Personality Assessments: A Key to Better Team Performance

Utilizing Personality Tests in Your Business

Learning and understanding the different personality types of those you work with can be a powerful business tool.

Including personality assessments as part of your hiring process and team building can teach team members about each other’s work styles and help everyone achieve more effective ways to complete the daily tasks at hand. Consider these recommendations for your business.

PERSONALITY ASSESSMENT RECOMMENDATIONS

Two personality assessments we recommend are 16 Personality Types and DISC. A quick online search yields multiple variations for both of these tests that range from free to paid tests, as well as books dedicated to explaining the assessments in detail. From our own experience, utilizing a combination of these two personality assessments in our workplace has given our team a clearer picture of each other’s natural and learned tendencies, which have been helpful in communicating and collaborating effectively with each other.

16 Personality Types

As the name suggests, this assessment includes 16 personality types with four elements determined as such:

  1. Introverted or Extraverted (I or E) – describe your energy and how you recharge best, whether alone or around others, respectively
  2. Sensing or Intuitive (S or N) – describes whether you’re more interested in information gathered by the physical five senses, or information gathered by abstract, theoretical details
  3. Feeling or Thinking (F or T) – describes your preference in making decisions using your heart versus using your head
  4. Judging or Perceiving (J or P) – describes your preference on having structure in your life, or being spontaneous.
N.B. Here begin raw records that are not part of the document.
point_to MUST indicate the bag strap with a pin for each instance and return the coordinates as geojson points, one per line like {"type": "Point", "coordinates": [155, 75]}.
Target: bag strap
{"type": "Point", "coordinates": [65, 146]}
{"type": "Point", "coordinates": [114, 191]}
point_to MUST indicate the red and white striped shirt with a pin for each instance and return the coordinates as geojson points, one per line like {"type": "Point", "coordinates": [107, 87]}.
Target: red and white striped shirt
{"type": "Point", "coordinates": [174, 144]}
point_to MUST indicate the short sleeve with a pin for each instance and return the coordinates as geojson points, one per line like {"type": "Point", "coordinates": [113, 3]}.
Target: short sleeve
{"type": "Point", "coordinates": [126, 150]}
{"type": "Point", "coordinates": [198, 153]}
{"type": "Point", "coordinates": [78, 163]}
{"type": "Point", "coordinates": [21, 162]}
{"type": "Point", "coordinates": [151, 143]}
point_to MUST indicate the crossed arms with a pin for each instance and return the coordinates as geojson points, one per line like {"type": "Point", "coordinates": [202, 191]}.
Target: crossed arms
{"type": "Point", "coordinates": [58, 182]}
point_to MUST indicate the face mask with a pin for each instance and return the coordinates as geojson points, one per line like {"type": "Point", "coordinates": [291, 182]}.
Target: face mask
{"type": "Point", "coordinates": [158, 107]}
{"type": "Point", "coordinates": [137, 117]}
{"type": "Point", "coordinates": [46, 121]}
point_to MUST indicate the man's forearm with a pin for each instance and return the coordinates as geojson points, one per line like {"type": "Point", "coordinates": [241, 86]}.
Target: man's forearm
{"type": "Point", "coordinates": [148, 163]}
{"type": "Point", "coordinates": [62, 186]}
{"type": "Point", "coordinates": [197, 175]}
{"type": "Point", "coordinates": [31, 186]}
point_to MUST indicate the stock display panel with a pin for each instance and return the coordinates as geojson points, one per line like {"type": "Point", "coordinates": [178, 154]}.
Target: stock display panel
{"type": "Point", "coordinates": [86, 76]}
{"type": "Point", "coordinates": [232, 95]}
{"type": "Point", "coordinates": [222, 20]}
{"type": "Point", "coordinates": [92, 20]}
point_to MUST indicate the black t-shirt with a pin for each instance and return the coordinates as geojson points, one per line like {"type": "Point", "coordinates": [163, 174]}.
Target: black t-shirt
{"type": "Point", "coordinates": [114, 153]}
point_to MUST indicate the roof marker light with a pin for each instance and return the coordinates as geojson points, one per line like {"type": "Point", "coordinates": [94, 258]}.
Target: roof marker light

Each of the four elements is determined from a scale that balances closer to one element or another.

DISC

The acronym DISC stands for:

  • Dominance – assertiveness
  • Influence – persuasiveness
  • Steadiness – supportiveness
  • Conscientiousness – analytical

The DISC assessment contains four quadrants:

  1. Task-oriented (D and C)
  2. People-oriented (I and S)
  3. Faster decision-making (D and I)
  4. Slower decision-making (S and C)

Results consist of two letters: the first letter states the primary personality type, and the second letter states the secondary type.

HIRING WITH PERSONALITY ASSESSMENTS

To incorporate personality assessments into your hiring process, think about the specific roles you’re looking to hire. For example, an office administrator should have strong attention to detail, be organized and be task-oriented. You could determine that this role would be best filled by INTJ, CS or candidates with similar personality traits. A client relations specialist role would require plenty of interaction with people on a daily basis and the ability to make quick decisions. Someone who is persuasive and energized by being around people could excel in this position, such as ESTP, ID or similar personality types.

Once you have a general idea of the personality traits that fit for the open position, you can begin interviewing candidates. Be sure to keep those traits in mind during the interviews. When you have narrowed down your top prospects, have them take the personality assessments to gain a better understanding of their work styles. Alternatively, you can include personality assessments as part of the onboarding and paperwork process after a candidate has been hired.

Of course, other important things to consider during the hiring process include the level of experience, salary requirements, availability, culture fit, learned strengths, and other factors. Remember that personality types are only a small piece of the hiring puzzle and should never be used as the sole deciding factor.

TEAM BUILDING AND PERSONALITY ASSESSMENTS

Integrate personality assessment exercises and discussions into your team building events, perhaps on a semi-annual or annual basis. Doing this on a recurring basis at least once a year provides a good refresher for your employees to make a conscious effort in understanding their teammates’ innate motivations, strengths, and weaknesses based on personality type.

Putting your employees in job roles that play up their natural strengths tends to be more effective than putting them in positions that do not highlight their strengths. It also leads to more enjoyable work and higher retention rates because employees in roles well-suited for their personality types are more confident in their competencies.

However, learned strengths are also an important consideration when thinking about job roles. Learned strengths are personality traits that do not come naturally to a person, but they can be a great way for your employees to grow in their field of work. Providing professional development opportunities can help your employees expand on their learned strengths and grow into necessary roles within your company.

Another exercise you can try with your team is to determine and discuss the personality types of your clients and vendors to get a general understanding of their needs as well. This could provide helpful insight to elevate your company’s current customer service ratings and build stronger rapport with industry peers.

Personality is what makes each person unique both personally and professionally, so it’s important to recognize that in the workplace. Encouraging your employees to learn about each other’s personality types at work–and those of your clients and vendors–can help your company achieve goals together as a team while continuing to foster an environment that allows your team to feel confident in each other and in their daily work.